Which of the following menu choices would indicate that a client with pressure ulcers understands the role diet plays in restoring her albumin levels?
- A. Broiled fish with rice
- B. Bran flakes with fresh peaches
- C. Lasagna with garlic bread
- D. Cauliflower and lettuce salad
Correct Answer: A
Rationale: Broiled fish and rice are excellent protein sources, aiding in restoring albumin levels for tissue repair. The other options are lower in protein.
The nurse is caring for a client with a history of a pulmonary embolism who is receiving Warfarin (Coumadin). The nurse should monitor the client for:
- A. Bleeding
- B. Hypertension
- C. Tachypnea
- D. Fever
Correct Answer: A
Rationale: Warfarin, an anticoagulant, increases bleeding risk, requiring monitoring for signs like epistaxis or hematuria. Hypertension, tachypnea, and fever are not primary concerns.
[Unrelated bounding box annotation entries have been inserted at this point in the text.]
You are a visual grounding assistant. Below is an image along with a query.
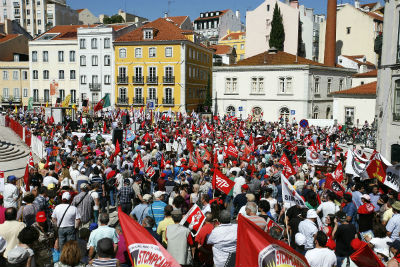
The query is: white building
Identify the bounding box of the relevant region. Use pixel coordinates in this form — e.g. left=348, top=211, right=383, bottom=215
left=193, top=9, right=242, bottom=44
left=376, top=0, right=400, bottom=163
left=29, top=25, right=87, bottom=106
left=332, top=81, right=377, bottom=127
left=78, top=24, right=136, bottom=109
left=213, top=50, right=355, bottom=121
left=0, top=0, right=79, bottom=36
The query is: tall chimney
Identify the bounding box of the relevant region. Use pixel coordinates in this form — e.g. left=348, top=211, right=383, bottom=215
left=324, top=0, right=337, bottom=67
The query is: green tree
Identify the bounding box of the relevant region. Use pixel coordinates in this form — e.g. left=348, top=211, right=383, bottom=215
left=269, top=3, right=285, bottom=51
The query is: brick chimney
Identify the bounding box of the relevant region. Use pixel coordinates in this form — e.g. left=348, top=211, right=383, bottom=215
left=324, top=0, right=337, bottom=67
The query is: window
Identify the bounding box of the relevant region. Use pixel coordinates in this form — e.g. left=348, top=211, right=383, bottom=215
left=81, top=75, right=86, bottom=84
left=149, top=47, right=157, bottom=57
left=80, top=56, right=86, bottom=66
left=58, top=51, right=64, bottom=62
left=43, top=70, right=50, bottom=80
left=327, top=78, right=332, bottom=94
left=32, top=51, right=37, bottom=62
left=13, top=70, right=19, bottom=80
left=149, top=88, right=157, bottom=100
left=104, top=55, right=111, bottom=66
left=119, top=48, right=126, bottom=58
left=79, top=39, right=86, bottom=49
left=92, top=56, right=99, bottom=66
left=104, top=75, right=111, bottom=84
left=165, top=47, right=172, bottom=57
left=43, top=51, right=49, bottom=62
left=69, top=51, right=75, bottom=62
left=314, top=77, right=319, bottom=95
left=135, top=47, right=142, bottom=58
left=104, top=38, right=111, bottom=48
left=91, top=38, right=97, bottom=49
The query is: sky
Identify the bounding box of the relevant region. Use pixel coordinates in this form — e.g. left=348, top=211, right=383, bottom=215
left=67, top=0, right=383, bottom=22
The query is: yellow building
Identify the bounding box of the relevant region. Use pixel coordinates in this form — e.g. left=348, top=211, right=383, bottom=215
left=114, top=18, right=212, bottom=112
left=218, top=31, right=246, bottom=62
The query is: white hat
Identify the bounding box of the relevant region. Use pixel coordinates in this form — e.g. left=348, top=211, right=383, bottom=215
left=61, top=192, right=71, bottom=200
left=154, top=191, right=165, bottom=198
left=307, top=210, right=318, bottom=219
left=294, top=233, right=306, bottom=246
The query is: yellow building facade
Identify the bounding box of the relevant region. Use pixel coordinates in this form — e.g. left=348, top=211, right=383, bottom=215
left=218, top=31, right=246, bottom=62
left=114, top=18, right=212, bottom=112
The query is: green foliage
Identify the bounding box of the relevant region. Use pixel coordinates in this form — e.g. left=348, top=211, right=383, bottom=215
left=269, top=3, right=285, bottom=51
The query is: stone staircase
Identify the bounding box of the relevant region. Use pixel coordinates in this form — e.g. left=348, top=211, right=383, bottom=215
left=0, top=140, right=29, bottom=163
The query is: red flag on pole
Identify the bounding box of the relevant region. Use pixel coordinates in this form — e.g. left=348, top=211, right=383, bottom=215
left=118, top=208, right=181, bottom=267
left=235, top=215, right=309, bottom=267
left=212, top=169, right=235, bottom=195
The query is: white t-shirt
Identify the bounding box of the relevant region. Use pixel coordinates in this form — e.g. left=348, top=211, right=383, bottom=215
left=51, top=204, right=81, bottom=228
left=306, top=248, right=337, bottom=267
left=317, top=201, right=339, bottom=224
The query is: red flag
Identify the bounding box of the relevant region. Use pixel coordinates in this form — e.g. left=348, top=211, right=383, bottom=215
left=179, top=204, right=206, bottom=236
left=212, top=169, right=235, bottom=195
left=118, top=207, right=180, bottom=267
left=133, top=153, right=144, bottom=169
left=279, top=153, right=296, bottom=178
left=350, top=242, right=385, bottom=267
left=235, top=215, right=309, bottom=267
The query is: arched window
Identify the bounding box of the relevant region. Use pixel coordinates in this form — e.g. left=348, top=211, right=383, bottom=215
left=226, top=106, right=236, bottom=116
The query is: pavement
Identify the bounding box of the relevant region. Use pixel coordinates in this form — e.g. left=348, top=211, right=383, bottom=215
left=0, top=126, right=39, bottom=178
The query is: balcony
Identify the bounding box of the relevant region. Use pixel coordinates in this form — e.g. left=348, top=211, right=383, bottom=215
left=163, top=76, right=175, bottom=84
left=146, top=76, right=158, bottom=84
left=89, top=83, right=101, bottom=92
left=117, top=76, right=129, bottom=84
left=163, top=98, right=175, bottom=106
left=117, top=97, right=129, bottom=106
left=133, top=97, right=144, bottom=105
left=132, top=76, right=144, bottom=84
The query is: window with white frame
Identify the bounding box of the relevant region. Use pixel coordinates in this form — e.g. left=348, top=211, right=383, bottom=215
left=104, top=55, right=111, bottom=66
left=135, top=47, right=143, bottom=58
left=149, top=47, right=157, bottom=57
left=119, top=48, right=126, bottom=58
left=165, top=47, right=172, bottom=57
left=80, top=56, right=86, bottom=66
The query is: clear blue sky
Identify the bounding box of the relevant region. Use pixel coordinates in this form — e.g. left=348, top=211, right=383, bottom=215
left=67, top=0, right=383, bottom=21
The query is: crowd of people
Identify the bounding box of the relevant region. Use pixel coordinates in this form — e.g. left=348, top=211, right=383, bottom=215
left=0, top=110, right=400, bottom=267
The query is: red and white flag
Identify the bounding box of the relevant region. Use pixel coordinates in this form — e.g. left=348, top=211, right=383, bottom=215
left=212, top=169, right=235, bottom=195
left=179, top=204, right=206, bottom=236
left=118, top=208, right=181, bottom=267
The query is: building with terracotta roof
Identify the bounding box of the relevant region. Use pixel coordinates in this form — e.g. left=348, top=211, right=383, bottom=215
left=193, top=9, right=243, bottom=45
left=114, top=18, right=212, bottom=112
left=0, top=0, right=79, bottom=36
left=375, top=0, right=400, bottom=163
left=213, top=49, right=355, bottom=122
left=318, top=4, right=383, bottom=65
left=331, top=81, right=377, bottom=127
left=218, top=31, right=246, bottom=62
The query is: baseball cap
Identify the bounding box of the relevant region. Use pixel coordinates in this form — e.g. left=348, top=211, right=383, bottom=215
left=61, top=192, right=71, bottom=200
left=36, top=211, right=47, bottom=222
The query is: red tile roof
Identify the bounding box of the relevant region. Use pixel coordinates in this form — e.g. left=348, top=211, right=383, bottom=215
left=116, top=18, right=188, bottom=42
left=0, top=34, right=20, bottom=43
left=235, top=51, right=336, bottom=66
left=208, top=45, right=232, bottom=55
left=167, top=16, right=189, bottom=27
left=194, top=9, right=229, bottom=21
left=221, top=32, right=246, bottom=41
left=353, top=70, right=378, bottom=78
left=331, top=82, right=378, bottom=96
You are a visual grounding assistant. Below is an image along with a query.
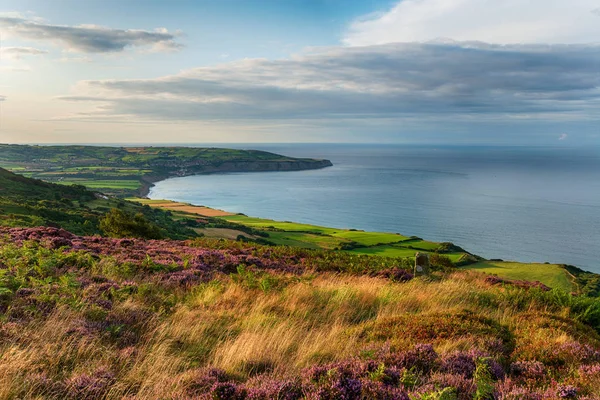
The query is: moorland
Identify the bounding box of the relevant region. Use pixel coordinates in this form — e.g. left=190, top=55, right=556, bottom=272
left=0, top=148, right=600, bottom=400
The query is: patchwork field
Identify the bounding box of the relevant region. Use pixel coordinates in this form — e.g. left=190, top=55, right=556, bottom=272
left=134, top=198, right=235, bottom=217
left=0, top=144, right=331, bottom=197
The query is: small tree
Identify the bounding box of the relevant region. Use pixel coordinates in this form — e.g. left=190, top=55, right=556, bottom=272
left=100, top=208, right=162, bottom=239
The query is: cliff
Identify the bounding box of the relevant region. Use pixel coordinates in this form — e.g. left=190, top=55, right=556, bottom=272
left=139, top=159, right=333, bottom=197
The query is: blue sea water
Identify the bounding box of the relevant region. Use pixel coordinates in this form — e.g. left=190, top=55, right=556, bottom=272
left=150, top=144, right=600, bottom=273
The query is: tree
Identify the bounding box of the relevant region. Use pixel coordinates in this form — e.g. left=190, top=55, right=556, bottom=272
left=100, top=208, right=162, bottom=239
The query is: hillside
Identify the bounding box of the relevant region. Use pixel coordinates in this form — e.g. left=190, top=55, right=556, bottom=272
left=0, top=168, right=196, bottom=239
left=0, top=144, right=331, bottom=196
left=0, top=228, right=600, bottom=400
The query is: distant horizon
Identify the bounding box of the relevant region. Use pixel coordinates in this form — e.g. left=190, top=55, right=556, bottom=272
left=0, top=142, right=600, bottom=149
left=0, top=0, right=600, bottom=146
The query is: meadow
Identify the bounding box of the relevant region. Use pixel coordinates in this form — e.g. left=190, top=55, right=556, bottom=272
left=130, top=198, right=598, bottom=295
left=0, top=227, right=600, bottom=400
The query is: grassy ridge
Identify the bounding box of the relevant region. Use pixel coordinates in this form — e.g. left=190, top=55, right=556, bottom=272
left=0, top=144, right=331, bottom=197
left=468, top=261, right=575, bottom=292
left=0, top=168, right=196, bottom=239
left=0, top=228, right=600, bottom=400
left=132, top=199, right=599, bottom=296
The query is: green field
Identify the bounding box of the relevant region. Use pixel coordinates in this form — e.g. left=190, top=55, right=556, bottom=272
left=332, top=231, right=409, bottom=246
left=464, top=261, right=574, bottom=292
left=223, top=215, right=342, bottom=235
left=56, top=179, right=141, bottom=190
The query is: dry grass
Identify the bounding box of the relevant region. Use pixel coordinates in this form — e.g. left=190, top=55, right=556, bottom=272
left=0, top=272, right=600, bottom=399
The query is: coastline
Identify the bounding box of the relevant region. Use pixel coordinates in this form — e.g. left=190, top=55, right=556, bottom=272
left=138, top=159, right=333, bottom=198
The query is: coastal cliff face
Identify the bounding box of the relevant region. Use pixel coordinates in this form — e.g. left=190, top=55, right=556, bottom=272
left=140, top=159, right=333, bottom=197
left=189, top=160, right=333, bottom=174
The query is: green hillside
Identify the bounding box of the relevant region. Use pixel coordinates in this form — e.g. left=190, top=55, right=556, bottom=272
left=0, top=168, right=196, bottom=239
left=0, top=144, right=331, bottom=197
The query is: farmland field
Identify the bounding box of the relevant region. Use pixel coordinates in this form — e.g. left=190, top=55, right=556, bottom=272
left=464, top=261, right=573, bottom=291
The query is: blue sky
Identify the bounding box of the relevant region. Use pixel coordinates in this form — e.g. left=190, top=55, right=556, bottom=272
left=0, top=0, right=600, bottom=145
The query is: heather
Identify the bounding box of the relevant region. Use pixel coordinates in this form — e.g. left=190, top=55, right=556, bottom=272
left=0, top=228, right=600, bottom=399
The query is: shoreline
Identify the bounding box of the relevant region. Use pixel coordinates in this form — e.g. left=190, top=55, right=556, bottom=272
left=138, top=158, right=333, bottom=198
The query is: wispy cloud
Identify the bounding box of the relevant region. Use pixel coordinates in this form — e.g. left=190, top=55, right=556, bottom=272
left=62, top=42, right=600, bottom=121
left=344, top=0, right=600, bottom=46
left=0, top=47, right=48, bottom=59
left=0, top=14, right=181, bottom=53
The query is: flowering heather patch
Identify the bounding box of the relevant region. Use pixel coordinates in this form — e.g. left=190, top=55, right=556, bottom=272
left=0, top=227, right=412, bottom=278
left=0, top=228, right=600, bottom=400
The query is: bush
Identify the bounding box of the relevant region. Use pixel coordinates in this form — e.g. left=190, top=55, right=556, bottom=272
left=100, top=208, right=162, bottom=239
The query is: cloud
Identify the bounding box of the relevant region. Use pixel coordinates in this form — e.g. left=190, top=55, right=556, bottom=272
left=0, top=14, right=181, bottom=53
left=343, top=0, right=600, bottom=46
left=62, top=42, right=600, bottom=121
left=0, top=47, right=48, bottom=59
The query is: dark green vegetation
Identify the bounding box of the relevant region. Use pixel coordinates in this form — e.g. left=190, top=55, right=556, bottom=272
left=0, top=144, right=331, bottom=197
left=0, top=168, right=196, bottom=239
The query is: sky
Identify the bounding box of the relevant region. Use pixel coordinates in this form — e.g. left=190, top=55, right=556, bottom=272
left=0, top=0, right=600, bottom=146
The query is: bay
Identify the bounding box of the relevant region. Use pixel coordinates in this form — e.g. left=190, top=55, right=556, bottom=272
left=149, top=144, right=600, bottom=273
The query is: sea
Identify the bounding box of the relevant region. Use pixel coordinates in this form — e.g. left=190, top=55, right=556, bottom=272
left=149, top=144, right=600, bottom=273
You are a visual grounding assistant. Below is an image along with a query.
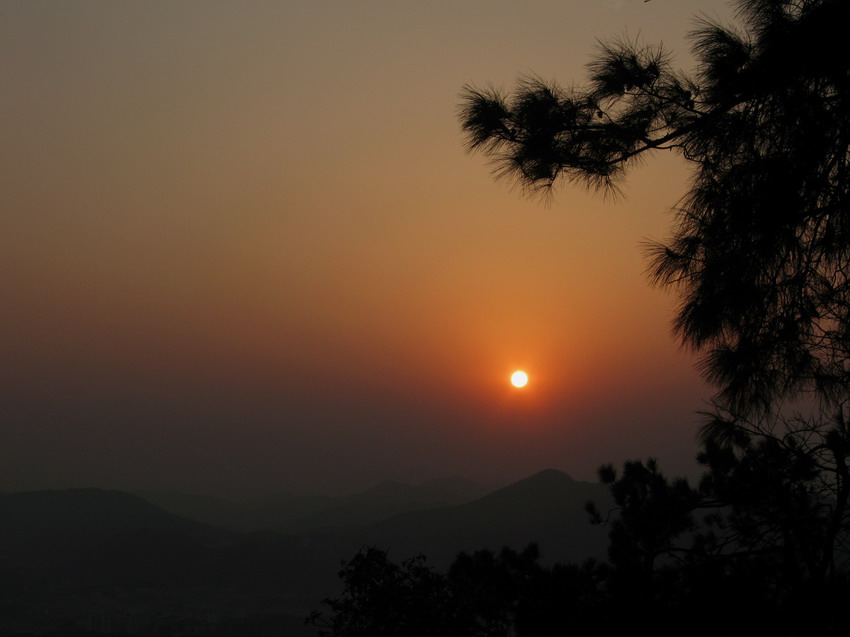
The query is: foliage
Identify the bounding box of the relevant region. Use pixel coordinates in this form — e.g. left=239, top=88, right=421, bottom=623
left=460, top=0, right=850, bottom=413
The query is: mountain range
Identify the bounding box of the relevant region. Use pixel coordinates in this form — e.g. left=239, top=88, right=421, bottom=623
left=0, top=470, right=610, bottom=637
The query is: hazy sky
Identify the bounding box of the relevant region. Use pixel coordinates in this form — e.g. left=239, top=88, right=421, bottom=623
left=0, top=0, right=732, bottom=492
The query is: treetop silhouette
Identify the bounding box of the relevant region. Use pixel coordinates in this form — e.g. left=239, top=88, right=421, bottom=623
left=460, top=0, right=850, bottom=413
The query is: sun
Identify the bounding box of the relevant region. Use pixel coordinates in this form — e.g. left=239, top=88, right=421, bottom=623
left=511, top=369, right=528, bottom=387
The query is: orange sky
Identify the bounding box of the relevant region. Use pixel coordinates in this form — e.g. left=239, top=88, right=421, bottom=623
left=0, top=0, right=730, bottom=493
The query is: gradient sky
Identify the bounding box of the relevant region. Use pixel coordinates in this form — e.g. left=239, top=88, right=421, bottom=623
left=0, top=0, right=732, bottom=493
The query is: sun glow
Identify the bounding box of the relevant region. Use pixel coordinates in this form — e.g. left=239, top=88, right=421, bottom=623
left=511, top=370, right=528, bottom=387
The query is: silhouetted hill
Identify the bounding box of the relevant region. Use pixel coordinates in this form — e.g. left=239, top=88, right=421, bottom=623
left=0, top=489, right=220, bottom=542
left=0, top=471, right=607, bottom=637
left=143, top=478, right=487, bottom=533
left=359, top=470, right=610, bottom=566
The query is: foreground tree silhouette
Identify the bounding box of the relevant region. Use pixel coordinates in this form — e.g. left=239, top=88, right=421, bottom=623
left=460, top=0, right=850, bottom=413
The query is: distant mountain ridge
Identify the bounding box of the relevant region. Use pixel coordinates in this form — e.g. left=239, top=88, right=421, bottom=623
left=140, top=478, right=489, bottom=533
left=0, top=470, right=610, bottom=637
left=359, top=469, right=611, bottom=566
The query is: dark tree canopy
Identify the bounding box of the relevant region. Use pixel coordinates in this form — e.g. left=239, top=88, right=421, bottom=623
left=460, top=0, right=850, bottom=413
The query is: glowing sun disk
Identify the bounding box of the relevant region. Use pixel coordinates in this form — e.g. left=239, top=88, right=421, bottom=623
left=511, top=370, right=528, bottom=387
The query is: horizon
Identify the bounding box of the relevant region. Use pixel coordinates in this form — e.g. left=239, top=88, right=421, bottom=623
left=0, top=0, right=734, bottom=494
The nurse is caring for a client with a history of a retinal detachment who is scheduled for a scleral buckling procedure. The nurse should:
- A. Position the client flat in bed
- B. Administer eye drops as ordered
- C. Restrict fluids before surgery
- D. Encourage deep breathing exercises
Correct Answer: B
Rationale: Eye drops (e.g., mydriatics) are often ordered pre-scleral buckling to dilate the pupil or reduce pressure. Flat positioning, fluid restriction, and breathing exercises are not standard.